Data lineage — understanding how data flows within our warehouse and through to consumption surfaces — is a foundational piece of our data infrastructure. It enables us to answer data quality questions (e.g.,“This data looks incorrect; where is it coming from?” and “Data in this table were corrupted; which downstream data assets were impacted?”). It also helps with data refactoring (“Is this table safe to delete? Is anyone still depending on it?”).

To help us answer those critical questions, our data lineage team has built a query analysis tool that takes UPM semantic trees as input. The tool examines all recurring SQL queries to build a column-level data lineage graph across our entire warehouse. For example, given this query:

INSERT INTO user_logins_daily_agg
SELECT
   DATE(login_timestamp) AS day,
   COUNT(DISTINCT user_id) AS n_users
FROM user_login_events
GROUP BY 1

Our UPM-powered column lineage analysis would deduce these edges:

[{
   from: “user_login_events.login_timestamp”,
   to: “user_login_daily_agg.day”,
   transform: “DATE”
},
{
   from: “user_login_events.user_id”,
   to: “user_logins_daily_agg.n_user”,
   transform: “COUNT_DISTINCT”
}]

By putting this information together for every query executed against our data warehouse each day, the tool shows us a global view of the full column-level data lineage graph.

What’s next for UPM

We look forward to more exciting work as we continue to unlock UPM’s full potential at Meta. Eventually, we hope all Meta warehouse tables will be annotated with user-defined types and other metadata, and that enhanced type-checking will be strictly enforced in every authoring surface. Most tables in our Hive warehouse already leverage user-defined types, but we are rolling out stricter type-checking rules gradually, to facilitate the migration of existing SQL pipelines.

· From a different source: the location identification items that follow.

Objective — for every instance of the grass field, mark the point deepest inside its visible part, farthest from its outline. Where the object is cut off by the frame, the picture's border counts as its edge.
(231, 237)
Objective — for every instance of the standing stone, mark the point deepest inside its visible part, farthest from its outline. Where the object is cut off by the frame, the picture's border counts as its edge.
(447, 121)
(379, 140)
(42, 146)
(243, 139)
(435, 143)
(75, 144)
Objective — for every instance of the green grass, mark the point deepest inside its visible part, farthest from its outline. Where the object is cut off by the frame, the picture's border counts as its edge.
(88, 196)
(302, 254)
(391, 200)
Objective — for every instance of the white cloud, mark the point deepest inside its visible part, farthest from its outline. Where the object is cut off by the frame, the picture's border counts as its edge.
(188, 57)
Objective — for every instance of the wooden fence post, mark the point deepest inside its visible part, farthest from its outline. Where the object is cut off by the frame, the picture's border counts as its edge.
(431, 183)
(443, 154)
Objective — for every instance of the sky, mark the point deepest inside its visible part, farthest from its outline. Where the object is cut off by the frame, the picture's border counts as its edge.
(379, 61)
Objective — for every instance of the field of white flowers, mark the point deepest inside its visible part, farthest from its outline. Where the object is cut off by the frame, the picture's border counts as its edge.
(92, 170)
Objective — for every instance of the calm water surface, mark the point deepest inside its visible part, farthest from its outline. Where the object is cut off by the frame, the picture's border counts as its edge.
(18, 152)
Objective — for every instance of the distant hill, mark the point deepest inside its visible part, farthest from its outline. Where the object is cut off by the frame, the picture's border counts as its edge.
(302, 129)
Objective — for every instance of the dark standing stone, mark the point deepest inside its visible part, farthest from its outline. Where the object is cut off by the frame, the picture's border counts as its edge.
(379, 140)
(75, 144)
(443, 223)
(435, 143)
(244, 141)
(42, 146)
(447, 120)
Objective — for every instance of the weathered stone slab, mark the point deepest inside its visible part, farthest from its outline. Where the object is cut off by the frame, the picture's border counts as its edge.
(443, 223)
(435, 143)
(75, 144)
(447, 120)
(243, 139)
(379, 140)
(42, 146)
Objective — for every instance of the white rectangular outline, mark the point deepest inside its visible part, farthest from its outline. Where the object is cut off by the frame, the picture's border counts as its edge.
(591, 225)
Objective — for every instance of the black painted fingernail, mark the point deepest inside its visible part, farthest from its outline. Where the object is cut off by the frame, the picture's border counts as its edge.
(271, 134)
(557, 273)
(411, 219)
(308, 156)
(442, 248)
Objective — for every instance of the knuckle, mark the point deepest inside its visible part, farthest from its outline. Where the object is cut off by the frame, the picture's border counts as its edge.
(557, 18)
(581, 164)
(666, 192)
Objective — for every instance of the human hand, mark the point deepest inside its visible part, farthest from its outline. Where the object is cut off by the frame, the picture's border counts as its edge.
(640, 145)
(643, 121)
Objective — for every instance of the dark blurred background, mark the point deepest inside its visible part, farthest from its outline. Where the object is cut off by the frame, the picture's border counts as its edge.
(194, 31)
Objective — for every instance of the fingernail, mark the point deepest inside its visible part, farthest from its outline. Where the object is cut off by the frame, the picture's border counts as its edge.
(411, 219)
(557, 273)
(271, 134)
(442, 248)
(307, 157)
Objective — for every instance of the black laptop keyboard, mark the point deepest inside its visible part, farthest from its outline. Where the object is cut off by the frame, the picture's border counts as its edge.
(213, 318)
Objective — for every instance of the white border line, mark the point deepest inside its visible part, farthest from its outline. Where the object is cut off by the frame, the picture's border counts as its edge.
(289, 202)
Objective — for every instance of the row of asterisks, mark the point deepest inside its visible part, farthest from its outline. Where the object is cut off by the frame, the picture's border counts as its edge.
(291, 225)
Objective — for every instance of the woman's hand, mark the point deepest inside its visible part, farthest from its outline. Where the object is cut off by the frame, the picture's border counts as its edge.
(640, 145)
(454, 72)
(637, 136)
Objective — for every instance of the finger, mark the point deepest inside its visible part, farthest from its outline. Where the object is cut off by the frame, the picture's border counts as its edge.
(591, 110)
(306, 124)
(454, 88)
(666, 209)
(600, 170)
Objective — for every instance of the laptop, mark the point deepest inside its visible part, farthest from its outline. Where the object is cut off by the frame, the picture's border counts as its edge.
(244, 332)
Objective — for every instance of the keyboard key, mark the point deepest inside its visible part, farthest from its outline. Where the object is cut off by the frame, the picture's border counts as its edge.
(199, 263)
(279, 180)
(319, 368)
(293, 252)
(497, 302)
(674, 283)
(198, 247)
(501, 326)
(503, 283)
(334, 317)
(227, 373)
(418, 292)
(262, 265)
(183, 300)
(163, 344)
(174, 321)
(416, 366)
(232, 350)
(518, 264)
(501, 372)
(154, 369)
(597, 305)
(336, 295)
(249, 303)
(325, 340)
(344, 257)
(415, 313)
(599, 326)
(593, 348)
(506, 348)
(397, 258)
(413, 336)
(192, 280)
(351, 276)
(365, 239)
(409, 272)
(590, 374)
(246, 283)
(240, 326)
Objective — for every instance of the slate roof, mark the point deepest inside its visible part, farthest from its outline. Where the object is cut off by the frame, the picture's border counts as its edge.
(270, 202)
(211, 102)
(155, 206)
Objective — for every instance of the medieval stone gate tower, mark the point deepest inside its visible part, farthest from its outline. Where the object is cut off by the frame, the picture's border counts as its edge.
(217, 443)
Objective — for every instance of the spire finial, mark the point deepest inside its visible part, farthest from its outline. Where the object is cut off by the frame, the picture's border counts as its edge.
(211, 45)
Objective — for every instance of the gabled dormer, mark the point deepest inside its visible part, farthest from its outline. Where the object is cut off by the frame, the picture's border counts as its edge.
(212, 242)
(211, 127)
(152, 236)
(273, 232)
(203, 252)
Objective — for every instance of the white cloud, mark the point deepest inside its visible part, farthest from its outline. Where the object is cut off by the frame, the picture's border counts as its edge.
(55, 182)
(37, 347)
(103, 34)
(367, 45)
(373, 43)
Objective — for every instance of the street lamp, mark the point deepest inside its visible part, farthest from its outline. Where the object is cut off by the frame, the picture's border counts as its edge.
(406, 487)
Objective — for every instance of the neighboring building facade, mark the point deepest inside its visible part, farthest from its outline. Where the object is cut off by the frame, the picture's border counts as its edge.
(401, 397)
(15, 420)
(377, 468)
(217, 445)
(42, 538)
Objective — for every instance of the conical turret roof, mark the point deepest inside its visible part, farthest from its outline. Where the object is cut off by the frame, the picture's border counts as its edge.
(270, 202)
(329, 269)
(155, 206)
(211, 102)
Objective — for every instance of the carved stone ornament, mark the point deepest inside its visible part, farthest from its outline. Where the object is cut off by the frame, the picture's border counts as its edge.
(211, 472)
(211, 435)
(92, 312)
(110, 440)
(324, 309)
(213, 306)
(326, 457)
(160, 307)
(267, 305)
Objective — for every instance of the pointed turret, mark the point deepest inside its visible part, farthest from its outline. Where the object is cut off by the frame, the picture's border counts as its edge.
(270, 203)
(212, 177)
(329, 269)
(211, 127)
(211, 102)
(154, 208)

We have already integrated UPM into the main surfaces where Meta’s developers write SQL, and our long-term goal is for UPM to become Meta’s unified SQL front end: deeply integrated into all our query engines, exposing a single SQL dialect to our developers. We also intend to iterate on the ergonomics of this unified SQL dialect (for example, by allowing trailing commas in SELECT clauses and by supporting syntax constructs like SELECT * EXCEPT <some_columns>, which already exist in some SQL dialects) and to ultimately raise the level of abstraction at which people write their queries.